Couchbase Data Structure Design: Flat vs Nested Documents?

I’m architecting a new Couchbase database that will run on Capella w/Sync Gateway for multiclient synchronization. I would appreciate advice on document structure design, specifically regarding the performance implications of nested vs flat documents.

Context

  • Infrastructure: Couchbase Capella with Sync Gateway
  • Access Pattern: Multiple clients reading/writing through app endpoints
  • Data Visibility: Mix of public data (all users) and user-specific channels
  • Load Profile:
    • Reads: Burst of requests on app load, then <1 request/second
    • Writes: Infrequent, just a few during app lifecycle
  • Constraints: No strict latency or storage requirements

Question
I’m debating between two document structures and want to understand the performance trade-offs. For the example doc we are frequently filtering/sorting by timestamp fields and therefore indexing the individual timestamp fields. Metadata fields are not indexed or commonly accessed by themselves/outside of fetching the entire document.

Option 1: Flat Structure

{
  "id": "28d54c37-18ra-4f39-8a41”,
  “displayTitle: "Robot or human?",
  "canonicalTopicId”: "6e124bcb-7caa-4fr66-8cdf",
  "created": "2025-06-21T20:27:27.298Z",
  "customTitle": null,
  "lastEdited": "2025-06-21T20:27:27.298Z",
  "lastInteraction": "2025-06-21T20:27:27.298Z",
  "metadataOriginalURL": "https://www.walmart.com/search?q=Sunglasses&sort=price_low",
  "metadataRemoteVideoURL": null,
  "metadataTitle": "Robot or human?",
  "metadataURL": "https://www.walmart.com/blocked?url=...",
  "user_id": "foo",
  "previewURL": "https://cdn.watercap.com/links_screenshots/loading.png",
  "tagIds": ["0a990dda-f0ec-4534b-84c9"],
  "url": "https://www.walmart.com/blocked?url=..."
}

Option 2: Nested Structure

{
  "id": "28d54c37-18ra-4f39-8a41",
  "canonicalTopicId”: "6e124bcb-7caa-4fr66-8cdf",
  "customTitle": null,
  "displayTitle": "Robot or human?",
  “user_id”: "foo",
  "url": "https://www.walmart.com/blocked?url=...",
  "previewURL": "https://cdn.watercap.com/links_screenshots/loading.png",
  "tagIds": ["0a990dda-f0ec-4534b-84c9"],
  "timeStamps": {
    "lastEdited": "2025-06-21T20:27:27.298Z",
    "lastInteraction": "2025-06-21T20:27:27.298Z",
    "created": "2025-06-21T20:27:27.298Z"
  },
  "metadata": {
    "metadataOriginalURL": "https://www.walmart.com/search?q=Sunglasses&sort=price_low",
    "metadataRemoteVideoURL": null,
    "metadataTitle": "Robot or human?",
    "metadataURL": "https://www.walmart.com/blocked?url=..."
  }
}

Specific Questions

  1. What are the hidden performance costs of nesting in terms of:

    • Query speed (especially with indexed nested fields)
    • Document size overhead
    • Index building/parsing performance
  2. Is there a general rule of thumb for when nesting makes sense vs when to keep things flat? I prefer cleaner structure but not at significant performance cost.

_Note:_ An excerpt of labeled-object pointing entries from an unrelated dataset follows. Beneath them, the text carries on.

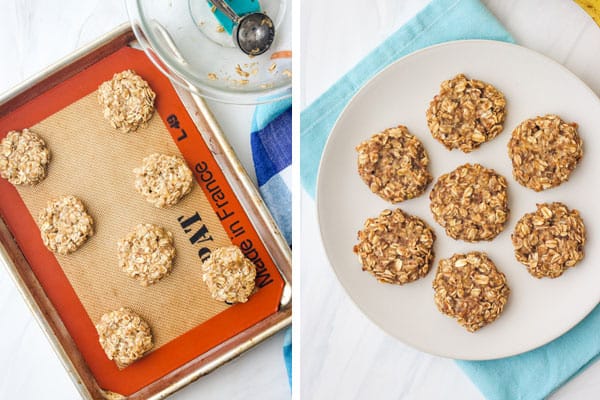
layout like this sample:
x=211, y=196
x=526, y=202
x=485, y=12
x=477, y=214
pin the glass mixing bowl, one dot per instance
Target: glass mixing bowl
x=188, y=44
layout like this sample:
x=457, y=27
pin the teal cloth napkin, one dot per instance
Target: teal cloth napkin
x=528, y=376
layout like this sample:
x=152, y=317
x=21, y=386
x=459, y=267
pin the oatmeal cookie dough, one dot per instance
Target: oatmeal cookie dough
x=469, y=288
x=146, y=254
x=163, y=180
x=395, y=247
x=466, y=113
x=393, y=164
x=229, y=275
x=550, y=240
x=124, y=336
x=470, y=203
x=544, y=151
x=24, y=158
x=65, y=225
x=127, y=101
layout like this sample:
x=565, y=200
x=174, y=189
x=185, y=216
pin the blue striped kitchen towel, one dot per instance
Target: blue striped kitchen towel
x=271, y=142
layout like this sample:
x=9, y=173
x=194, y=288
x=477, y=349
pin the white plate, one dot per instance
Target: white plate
x=537, y=310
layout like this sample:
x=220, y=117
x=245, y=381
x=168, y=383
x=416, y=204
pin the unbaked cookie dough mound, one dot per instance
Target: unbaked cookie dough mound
x=395, y=247
x=469, y=288
x=393, y=164
x=147, y=253
x=550, y=240
x=127, y=101
x=163, y=180
x=124, y=336
x=65, y=225
x=470, y=203
x=24, y=158
x=466, y=113
x=229, y=275
x=544, y=151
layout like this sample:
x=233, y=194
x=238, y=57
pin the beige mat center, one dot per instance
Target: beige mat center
x=94, y=162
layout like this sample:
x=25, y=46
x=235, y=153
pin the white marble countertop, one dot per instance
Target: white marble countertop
x=343, y=354
x=33, y=35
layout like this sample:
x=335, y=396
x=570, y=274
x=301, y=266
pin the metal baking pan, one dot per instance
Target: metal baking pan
x=245, y=191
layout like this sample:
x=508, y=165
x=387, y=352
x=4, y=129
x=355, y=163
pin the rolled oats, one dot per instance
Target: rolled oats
x=471, y=203
x=163, y=180
x=550, y=240
x=127, y=101
x=124, y=336
x=544, y=151
x=65, y=225
x=23, y=158
x=466, y=113
x=395, y=247
x=147, y=253
x=469, y=288
x=393, y=163
x=229, y=275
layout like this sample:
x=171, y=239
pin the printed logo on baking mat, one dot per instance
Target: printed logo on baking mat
x=94, y=162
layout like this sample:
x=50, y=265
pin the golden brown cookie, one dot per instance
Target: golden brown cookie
x=395, y=247
x=550, y=240
x=466, y=113
x=544, y=151
x=393, y=164
x=470, y=203
x=469, y=288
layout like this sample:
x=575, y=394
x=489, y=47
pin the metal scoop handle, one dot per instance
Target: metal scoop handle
x=227, y=10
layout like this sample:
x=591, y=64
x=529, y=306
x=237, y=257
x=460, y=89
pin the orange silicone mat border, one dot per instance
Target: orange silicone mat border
x=191, y=344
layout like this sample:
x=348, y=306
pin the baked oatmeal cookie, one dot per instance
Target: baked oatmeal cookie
x=229, y=275
x=146, y=254
x=470, y=203
x=544, y=151
x=395, y=247
x=163, y=180
x=550, y=240
x=127, y=101
x=469, y=288
x=65, y=225
x=466, y=113
x=393, y=164
x=124, y=336
x=24, y=158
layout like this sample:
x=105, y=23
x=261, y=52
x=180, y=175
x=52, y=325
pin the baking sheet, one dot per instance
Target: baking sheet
x=187, y=323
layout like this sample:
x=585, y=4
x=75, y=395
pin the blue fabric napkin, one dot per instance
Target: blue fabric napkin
x=532, y=375
x=271, y=143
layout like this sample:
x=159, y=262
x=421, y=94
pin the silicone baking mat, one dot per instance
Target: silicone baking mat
x=93, y=161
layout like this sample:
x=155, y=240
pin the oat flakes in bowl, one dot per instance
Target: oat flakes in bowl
x=550, y=240
x=395, y=247
x=466, y=113
x=544, y=151
x=470, y=203
x=394, y=164
x=469, y=288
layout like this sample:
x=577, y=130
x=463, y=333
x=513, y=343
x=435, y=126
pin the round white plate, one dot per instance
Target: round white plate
x=538, y=310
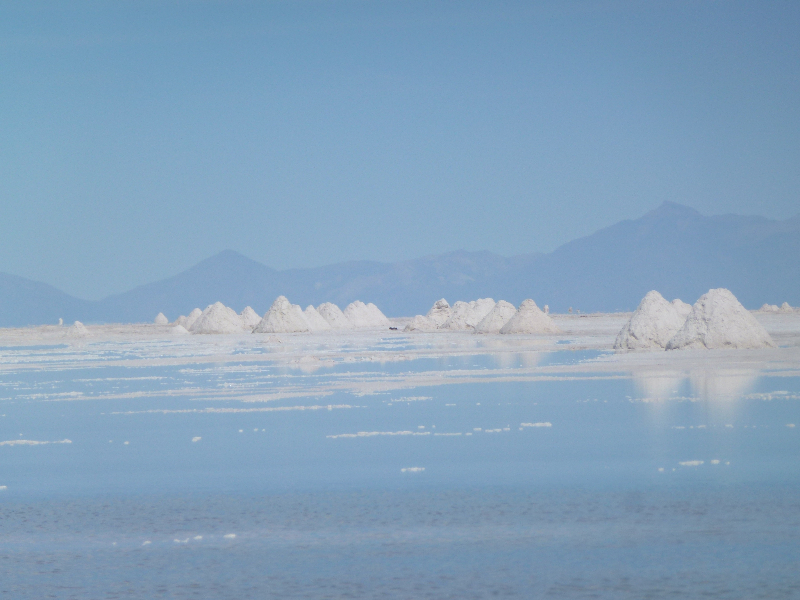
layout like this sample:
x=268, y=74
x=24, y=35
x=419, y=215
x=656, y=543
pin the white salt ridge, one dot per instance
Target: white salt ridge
x=466, y=315
x=193, y=316
x=316, y=322
x=217, y=318
x=283, y=317
x=420, y=323
x=439, y=312
x=333, y=315
x=681, y=307
x=652, y=325
x=497, y=318
x=249, y=318
x=718, y=320
x=363, y=315
x=529, y=319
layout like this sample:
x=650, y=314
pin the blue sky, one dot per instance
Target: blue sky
x=137, y=138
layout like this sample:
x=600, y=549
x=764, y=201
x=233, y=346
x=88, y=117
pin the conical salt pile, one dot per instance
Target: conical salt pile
x=466, y=315
x=249, y=318
x=681, y=307
x=363, y=315
x=217, y=318
x=193, y=316
x=497, y=317
x=718, y=320
x=315, y=320
x=334, y=316
x=420, y=323
x=283, y=317
x=652, y=325
x=530, y=319
x=439, y=312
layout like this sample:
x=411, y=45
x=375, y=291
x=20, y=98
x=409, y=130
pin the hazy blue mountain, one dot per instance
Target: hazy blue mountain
x=673, y=249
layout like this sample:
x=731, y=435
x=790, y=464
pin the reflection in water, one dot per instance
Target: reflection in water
x=722, y=384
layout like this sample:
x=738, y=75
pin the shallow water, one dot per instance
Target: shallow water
x=510, y=482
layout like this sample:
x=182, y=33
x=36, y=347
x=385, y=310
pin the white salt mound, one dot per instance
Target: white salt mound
x=363, y=315
x=333, y=315
x=466, y=315
x=718, y=320
x=530, y=319
x=439, y=312
x=192, y=317
x=497, y=317
x=249, y=318
x=652, y=325
x=315, y=320
x=217, y=318
x=681, y=307
x=283, y=317
x=420, y=323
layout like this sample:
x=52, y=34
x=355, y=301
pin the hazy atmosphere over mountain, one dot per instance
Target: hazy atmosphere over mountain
x=673, y=249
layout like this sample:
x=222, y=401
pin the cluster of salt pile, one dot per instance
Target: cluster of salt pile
x=466, y=315
x=439, y=313
x=653, y=324
x=283, y=317
x=316, y=322
x=497, y=318
x=333, y=315
x=529, y=319
x=249, y=318
x=362, y=315
x=718, y=320
x=217, y=318
x=420, y=323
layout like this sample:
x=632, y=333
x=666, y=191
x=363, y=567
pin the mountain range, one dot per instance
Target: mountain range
x=673, y=249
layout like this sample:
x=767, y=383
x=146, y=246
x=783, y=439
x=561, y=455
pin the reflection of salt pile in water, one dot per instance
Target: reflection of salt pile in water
x=466, y=315
x=249, y=318
x=316, y=322
x=217, y=318
x=420, y=323
x=283, y=317
x=530, y=319
x=363, y=315
x=681, y=307
x=439, y=313
x=497, y=318
x=718, y=320
x=333, y=315
x=652, y=325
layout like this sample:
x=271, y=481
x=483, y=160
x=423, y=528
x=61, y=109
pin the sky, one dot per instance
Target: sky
x=138, y=138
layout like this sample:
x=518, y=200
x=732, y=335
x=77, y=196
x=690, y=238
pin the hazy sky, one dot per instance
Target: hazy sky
x=137, y=138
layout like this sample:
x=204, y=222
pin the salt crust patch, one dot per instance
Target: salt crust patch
x=249, y=318
x=283, y=317
x=529, y=319
x=334, y=316
x=439, y=313
x=217, y=318
x=466, y=315
x=718, y=320
x=652, y=325
x=316, y=322
x=32, y=442
x=500, y=314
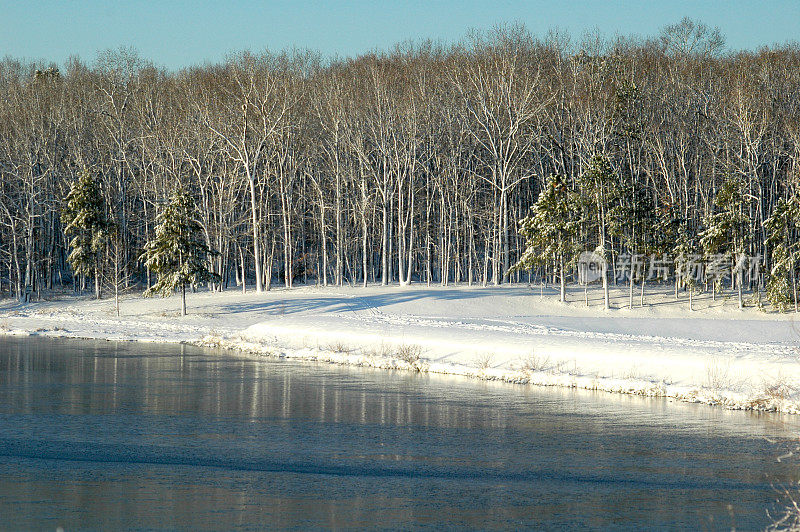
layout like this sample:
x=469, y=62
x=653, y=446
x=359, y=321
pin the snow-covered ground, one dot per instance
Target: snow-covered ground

  3. For future proofing, I want to avoid restructuring if I need to add indexes to currently non-indexed fields (like metadata). Does nesting create limitations here?

I understand some overhead (bytes, not megabytes) is acceptable. I’m looking for the right balance between clean architecture and performance.

Thank you

1 Like

Mostly just the extra bytes. Is there any value in grouping the timestamps? Do you always want to have to refer to the lastEdited timestamp as timeStamps.lastEdited?

Indexing depends on the indexes you are using, and indexes depends on how you want to query. It doesn’t matter to the indexer if the index is on timeStamps.lastEdited or lastEdited. Likewise metadata.metadataTitle vs metadataTitle. It’s not likely that indexing on all of metadata would be useful - because you probably want to be able to query on individual attributes

Beyond that, there are the same advantages as any structured data (xml, json etc).
The one difference I see is that with the nested form, you could get all the metadata with ‘metadata’ (or metadata.*), which could be useful if additional metadata attributres were added.

1 Like

There would be hardly any performance difference between option 1 and option 2.
@mreiche explained the details already :slight_smile:

You would want to decide the nesting based on how logically the fields are connected, for cleaner readability and accessibility of those fields in your code.
In your case, the ‘metadata’ fields look like they could be nested together (they could avoid the redundant metadata prefix in their names, though :slight_smile: ). The ‘timestamp’ fields…not really.

1 Like